Hormis les réflexions liées à l’interprétation, la difficulté majeure que rencontrent les ensembles baroques provient du financement. Il s’agit en France de subventions publiques (régions, départements, communes), malheureusement limitées, ne permettant pas de faire de publicité à grande échelle - d’où l’intérêt du poids médiatique des enregistrements...et le succès des festivals. Etant donné l’éclatement de l’offre baroque en France et en Europe, répartie entre des ensembles plus ou moins spécialisés qui se produisent dans des lieux multiples avec une visibilité perfectible, les festivals sont l’occasion pour tous les ensembles, les plus connus comme les plus jeunes souhaitant faire leurs preuves, de mettre en valeur leurs caractéristiques, leurs qualités, le répertoire qu’ils promeuvent. La France a la chance d’accueillir quelques-uns des plus prestigieux festivals baroques : Ambronay, Beaune, La Chaise-Dieu, Pontoise, Sablé-sur-Sarthe, Sinfonia en Périgord, le Printemps des arts de Nantes… En Europe, les festivals d’Utrecht, Innsbruck, York, et le festival Bach à Leipzig, complètent ce panorama riche et très apprécié des amateurs.

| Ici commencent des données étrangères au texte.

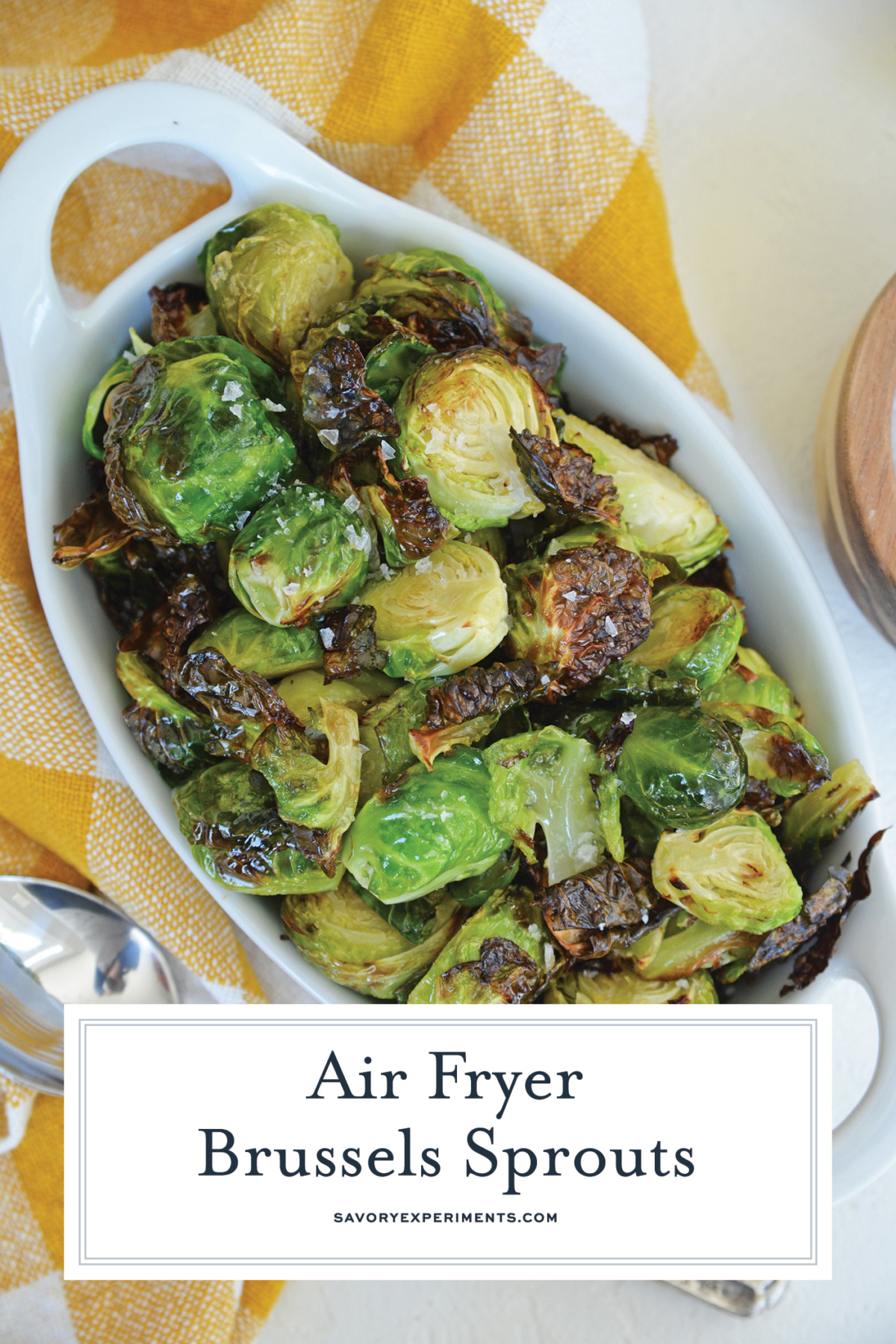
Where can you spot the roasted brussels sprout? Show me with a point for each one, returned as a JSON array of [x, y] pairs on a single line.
[[544, 779], [441, 615], [732, 873], [430, 828], [625, 987], [815, 821], [576, 612], [272, 273], [501, 954], [665, 514], [750, 680], [356, 948], [455, 414], [682, 768], [778, 749], [695, 633], [228, 813], [300, 554], [193, 443], [270, 651]]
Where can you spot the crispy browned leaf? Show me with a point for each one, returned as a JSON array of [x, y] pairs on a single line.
[[563, 476], [610, 906], [337, 402], [659, 447], [349, 643], [92, 530]]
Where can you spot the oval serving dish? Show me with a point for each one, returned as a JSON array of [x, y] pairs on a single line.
[[57, 355]]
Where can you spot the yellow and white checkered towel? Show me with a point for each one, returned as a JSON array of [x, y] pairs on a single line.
[[528, 120]]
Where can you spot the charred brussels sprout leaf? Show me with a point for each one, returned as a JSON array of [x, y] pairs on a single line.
[[682, 768], [750, 680], [603, 910], [272, 273], [732, 873], [355, 947], [544, 779], [252, 644], [695, 633], [501, 954], [430, 828], [625, 987], [228, 813], [455, 414], [300, 554], [339, 405], [441, 615], [563, 476], [778, 749], [578, 611], [815, 821], [191, 445], [659, 505]]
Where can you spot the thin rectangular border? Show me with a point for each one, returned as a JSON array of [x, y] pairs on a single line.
[[87, 1261]]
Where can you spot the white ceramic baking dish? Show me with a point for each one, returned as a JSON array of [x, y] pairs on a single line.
[[55, 355]]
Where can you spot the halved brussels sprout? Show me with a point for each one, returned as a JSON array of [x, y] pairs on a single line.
[[352, 945], [625, 987], [193, 445], [300, 554], [815, 821], [778, 749], [455, 414], [254, 645], [432, 828], [441, 615], [272, 273], [228, 813], [578, 611], [732, 873], [695, 633], [544, 779], [750, 680], [501, 954], [657, 504], [682, 768]]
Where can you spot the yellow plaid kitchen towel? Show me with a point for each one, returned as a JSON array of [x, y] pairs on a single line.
[[527, 120]]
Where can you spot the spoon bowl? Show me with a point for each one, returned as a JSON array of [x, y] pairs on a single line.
[[60, 945]]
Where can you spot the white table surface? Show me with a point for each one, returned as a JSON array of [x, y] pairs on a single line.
[[777, 128]]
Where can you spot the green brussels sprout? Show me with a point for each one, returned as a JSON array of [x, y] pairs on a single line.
[[778, 749], [578, 611], [351, 944], [815, 821], [429, 830], [732, 873], [682, 768], [272, 273], [441, 615], [191, 447], [544, 779], [252, 644], [688, 945], [750, 680], [665, 514], [501, 954], [166, 730], [625, 987], [455, 414], [228, 813], [300, 554], [695, 633]]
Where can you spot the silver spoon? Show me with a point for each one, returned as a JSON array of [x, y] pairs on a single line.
[[60, 945]]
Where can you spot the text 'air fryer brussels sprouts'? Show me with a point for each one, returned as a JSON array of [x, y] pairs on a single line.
[[452, 673]]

Le public de la musique baroque, quel est-il, justement ? On appelle parfois “baroqueux” les passionnés de ce style musical, non sans une pointe de moquerie. S’il est vrai que certains mélomanes ont des préférences très strictes en termes d’époque et d’interprètes, la palette de styles différents à l’intérieur même du baroque, en fonction des pays et de la chronologie des compositeurs, rend possible une ouverture de ce répertoire à des personnes non averties. Cette forme de démocratisation passe par la mise en avant des grandes voix, par la normalisation des programmes baroques dans les salles de concert, par la diffusion d’œuvres baroques sur les médias (radio, télévision, Internet), et par le renouvellement du discours adapté au renouvellement souhaité du public (réseaux sociaux, vidéos de présentation des concerts, interviews filmées, ateliers et échanges…). De façon générale, le baroque n’est pas ancré dans les habitudes de sortie, ni d’écoute, des français. Les orchestres d’opéras ne sont pas formés au jeu sur instruments anciens ; les orchestres résidents des grandes salles de concert occupent le premier plan de la scène instrumentale et laissent peu d’opportunités aux ensembles baroques pour se produire devant plusieurs milliers de personnes. Mais les évolutions sont permanentes, et le baroque s’infiltre sans cesse plus avant sur le marché de la musique. En témoigne la volonté de Serge Dorny de réaliser au sein de l’Opéra de Lyon, d’ici 2015, “un orchestre baroque de synthèse, de façon historiquement informée”. Sans compter les master-class et les académies de plus en plus nombreuses, les ensembles à taille variable sans cesse investis par de jeunes talents et des idées inédites, ou les recherches menées en continu par le Centre de Musique Baroque de Versailles… Le baroque n’a pas fini de ressusciter.